С конца первой половины I тыс. н. э. даосизм дополняется по-даосски же понятым буддизмом [177][178], выступающим главным образом в интеллигентской среде традиционного Китая в форме чань-буддизма. Интерпретированный в таком ключе буддизм определенно проступает в творчестве таких известных авторов V в., как Се Линъюнь и Бао Чжао, становясь органическим компо­нентом китайской культуры в эпоху Тан.

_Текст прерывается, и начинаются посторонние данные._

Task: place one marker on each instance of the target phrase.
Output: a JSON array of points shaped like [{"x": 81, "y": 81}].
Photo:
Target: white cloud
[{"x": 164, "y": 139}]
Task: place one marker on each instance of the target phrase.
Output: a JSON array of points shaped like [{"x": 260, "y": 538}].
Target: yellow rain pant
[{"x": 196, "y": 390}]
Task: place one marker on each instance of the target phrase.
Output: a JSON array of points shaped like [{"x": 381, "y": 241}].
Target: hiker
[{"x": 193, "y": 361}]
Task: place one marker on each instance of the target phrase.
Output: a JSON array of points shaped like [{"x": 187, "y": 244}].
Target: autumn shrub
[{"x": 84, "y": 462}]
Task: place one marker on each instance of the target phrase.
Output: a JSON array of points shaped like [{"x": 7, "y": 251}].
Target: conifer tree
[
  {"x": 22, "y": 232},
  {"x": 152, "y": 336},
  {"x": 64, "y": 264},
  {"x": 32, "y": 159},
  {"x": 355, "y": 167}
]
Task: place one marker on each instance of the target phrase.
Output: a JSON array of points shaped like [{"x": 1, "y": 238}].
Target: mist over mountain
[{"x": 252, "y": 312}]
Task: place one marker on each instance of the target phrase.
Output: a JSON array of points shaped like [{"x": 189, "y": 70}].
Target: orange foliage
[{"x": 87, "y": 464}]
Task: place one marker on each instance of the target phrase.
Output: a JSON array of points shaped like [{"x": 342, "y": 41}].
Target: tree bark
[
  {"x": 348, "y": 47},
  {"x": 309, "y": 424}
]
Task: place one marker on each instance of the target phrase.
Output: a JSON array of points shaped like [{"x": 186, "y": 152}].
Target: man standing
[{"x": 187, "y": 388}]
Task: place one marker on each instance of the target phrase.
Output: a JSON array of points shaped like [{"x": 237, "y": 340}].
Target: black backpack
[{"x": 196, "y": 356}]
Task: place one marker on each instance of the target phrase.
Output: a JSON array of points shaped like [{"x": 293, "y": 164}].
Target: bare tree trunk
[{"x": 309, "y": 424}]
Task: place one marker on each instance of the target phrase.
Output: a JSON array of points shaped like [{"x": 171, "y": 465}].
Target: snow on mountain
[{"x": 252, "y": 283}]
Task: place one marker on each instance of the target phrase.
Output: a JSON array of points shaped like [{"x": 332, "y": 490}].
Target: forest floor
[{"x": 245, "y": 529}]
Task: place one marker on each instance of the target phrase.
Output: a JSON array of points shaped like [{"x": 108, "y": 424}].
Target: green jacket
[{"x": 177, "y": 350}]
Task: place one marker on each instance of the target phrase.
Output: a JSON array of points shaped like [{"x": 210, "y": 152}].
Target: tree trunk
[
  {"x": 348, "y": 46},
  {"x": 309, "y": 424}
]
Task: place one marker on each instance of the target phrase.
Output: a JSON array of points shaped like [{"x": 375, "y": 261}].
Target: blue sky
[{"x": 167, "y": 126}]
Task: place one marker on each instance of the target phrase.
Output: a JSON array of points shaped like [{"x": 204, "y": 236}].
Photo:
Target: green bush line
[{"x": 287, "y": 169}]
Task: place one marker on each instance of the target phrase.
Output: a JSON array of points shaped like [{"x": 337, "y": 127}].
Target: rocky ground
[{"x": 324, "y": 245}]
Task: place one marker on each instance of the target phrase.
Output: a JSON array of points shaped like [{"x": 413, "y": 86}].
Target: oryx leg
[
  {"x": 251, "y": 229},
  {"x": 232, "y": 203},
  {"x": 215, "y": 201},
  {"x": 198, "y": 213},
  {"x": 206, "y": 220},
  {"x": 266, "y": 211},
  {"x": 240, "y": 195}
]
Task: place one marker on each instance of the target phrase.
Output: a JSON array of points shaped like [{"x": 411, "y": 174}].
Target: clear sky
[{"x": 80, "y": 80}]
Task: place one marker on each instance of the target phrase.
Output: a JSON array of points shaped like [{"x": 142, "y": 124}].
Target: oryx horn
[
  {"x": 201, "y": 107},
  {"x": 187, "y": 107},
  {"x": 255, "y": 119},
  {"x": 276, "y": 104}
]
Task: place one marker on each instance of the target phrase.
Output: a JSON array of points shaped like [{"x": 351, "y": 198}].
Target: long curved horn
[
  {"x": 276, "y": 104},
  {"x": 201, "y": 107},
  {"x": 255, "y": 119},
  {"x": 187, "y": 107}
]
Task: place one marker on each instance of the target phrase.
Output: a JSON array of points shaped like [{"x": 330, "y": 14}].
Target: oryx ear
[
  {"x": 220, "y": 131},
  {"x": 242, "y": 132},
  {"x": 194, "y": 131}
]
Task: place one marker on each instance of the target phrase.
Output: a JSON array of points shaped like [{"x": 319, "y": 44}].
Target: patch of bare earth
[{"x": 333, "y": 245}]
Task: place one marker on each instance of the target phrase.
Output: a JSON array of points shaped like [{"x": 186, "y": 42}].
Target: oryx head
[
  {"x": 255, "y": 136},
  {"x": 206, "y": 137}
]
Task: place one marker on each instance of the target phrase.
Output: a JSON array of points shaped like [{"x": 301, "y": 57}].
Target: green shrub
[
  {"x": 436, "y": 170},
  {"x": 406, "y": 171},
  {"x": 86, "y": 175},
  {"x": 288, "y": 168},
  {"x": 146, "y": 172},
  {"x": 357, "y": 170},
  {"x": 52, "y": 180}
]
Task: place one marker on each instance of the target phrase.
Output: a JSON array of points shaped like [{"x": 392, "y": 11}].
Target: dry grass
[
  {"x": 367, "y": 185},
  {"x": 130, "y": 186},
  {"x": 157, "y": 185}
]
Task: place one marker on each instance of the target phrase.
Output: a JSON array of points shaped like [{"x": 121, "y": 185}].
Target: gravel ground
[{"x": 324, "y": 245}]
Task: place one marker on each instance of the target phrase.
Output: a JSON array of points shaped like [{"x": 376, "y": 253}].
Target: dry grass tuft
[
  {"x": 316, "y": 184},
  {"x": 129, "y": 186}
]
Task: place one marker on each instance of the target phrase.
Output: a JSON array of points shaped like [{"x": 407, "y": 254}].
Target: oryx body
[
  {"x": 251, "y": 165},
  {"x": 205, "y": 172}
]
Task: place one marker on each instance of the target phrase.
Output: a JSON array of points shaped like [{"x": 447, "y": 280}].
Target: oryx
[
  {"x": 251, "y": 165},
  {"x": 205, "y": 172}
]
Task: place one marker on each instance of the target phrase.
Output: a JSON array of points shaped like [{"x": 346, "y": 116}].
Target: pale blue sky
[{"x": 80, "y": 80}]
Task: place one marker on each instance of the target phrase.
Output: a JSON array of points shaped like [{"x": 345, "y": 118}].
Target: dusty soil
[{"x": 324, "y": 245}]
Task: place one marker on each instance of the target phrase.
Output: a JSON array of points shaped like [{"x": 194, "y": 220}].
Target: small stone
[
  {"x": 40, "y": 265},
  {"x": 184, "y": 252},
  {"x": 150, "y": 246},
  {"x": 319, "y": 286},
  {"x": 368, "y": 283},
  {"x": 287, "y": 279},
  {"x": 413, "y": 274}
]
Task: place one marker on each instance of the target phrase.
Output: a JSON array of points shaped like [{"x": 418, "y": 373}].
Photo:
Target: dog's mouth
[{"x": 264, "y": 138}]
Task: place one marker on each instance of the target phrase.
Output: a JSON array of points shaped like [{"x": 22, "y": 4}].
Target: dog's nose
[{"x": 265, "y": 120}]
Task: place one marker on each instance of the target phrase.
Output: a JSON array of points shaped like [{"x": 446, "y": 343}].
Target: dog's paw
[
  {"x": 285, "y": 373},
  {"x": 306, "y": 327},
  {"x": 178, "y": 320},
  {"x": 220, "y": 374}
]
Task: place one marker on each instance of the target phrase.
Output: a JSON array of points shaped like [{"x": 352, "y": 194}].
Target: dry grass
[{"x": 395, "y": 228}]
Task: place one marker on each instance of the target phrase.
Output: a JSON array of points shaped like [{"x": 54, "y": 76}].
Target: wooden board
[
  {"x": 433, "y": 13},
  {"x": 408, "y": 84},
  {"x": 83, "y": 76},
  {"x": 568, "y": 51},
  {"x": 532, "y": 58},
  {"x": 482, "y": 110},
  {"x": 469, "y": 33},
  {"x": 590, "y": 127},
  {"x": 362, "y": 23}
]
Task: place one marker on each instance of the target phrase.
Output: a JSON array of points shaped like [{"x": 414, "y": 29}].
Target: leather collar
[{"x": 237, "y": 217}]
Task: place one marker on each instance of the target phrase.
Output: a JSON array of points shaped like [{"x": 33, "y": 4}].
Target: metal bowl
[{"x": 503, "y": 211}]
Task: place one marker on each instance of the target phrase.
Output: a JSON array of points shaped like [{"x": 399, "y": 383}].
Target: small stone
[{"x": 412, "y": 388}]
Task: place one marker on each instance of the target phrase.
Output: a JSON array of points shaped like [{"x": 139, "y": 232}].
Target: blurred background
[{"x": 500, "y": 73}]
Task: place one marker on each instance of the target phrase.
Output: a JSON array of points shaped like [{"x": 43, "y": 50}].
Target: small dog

Конфуцианство и даосизм в сущности представляли собой взаимодопол­няющие и взаимоуравновешиваюшие (по аналогии с парадигмой «инь— янь») полярные компоненты внутренне противоречивого, но и удерживаю­щегося на этом противоречии мировоззренческого комплекса традиционно­го Китая. Будучи ориентированными на различные сферы жизни, первый — на внешнюю, общественную, отчужденную, второй — на внутреннюю, лич­ностную, интимную, они по сути не вступали в прямую конфронтацию друг с другом.

Каждое из этих течений в какой-то степени признавало правоту и своего оппонента. Поэтому неверно было бы, как отмечает Е.А.Торчинов, рассмат­ривать их только как противоположные. На протяжении своей истории дао­сизм неоднократно впитывал в себя конфуцианские идеи, а взгляды некото­рых даосских мыслителей могут просто квалифицироваться как даосско-кон­фуцианский синтез, причем, как, к примеру, у Гэ Хуна. конфуцианскими бы­ли прежде всего их социально-политические взгляды.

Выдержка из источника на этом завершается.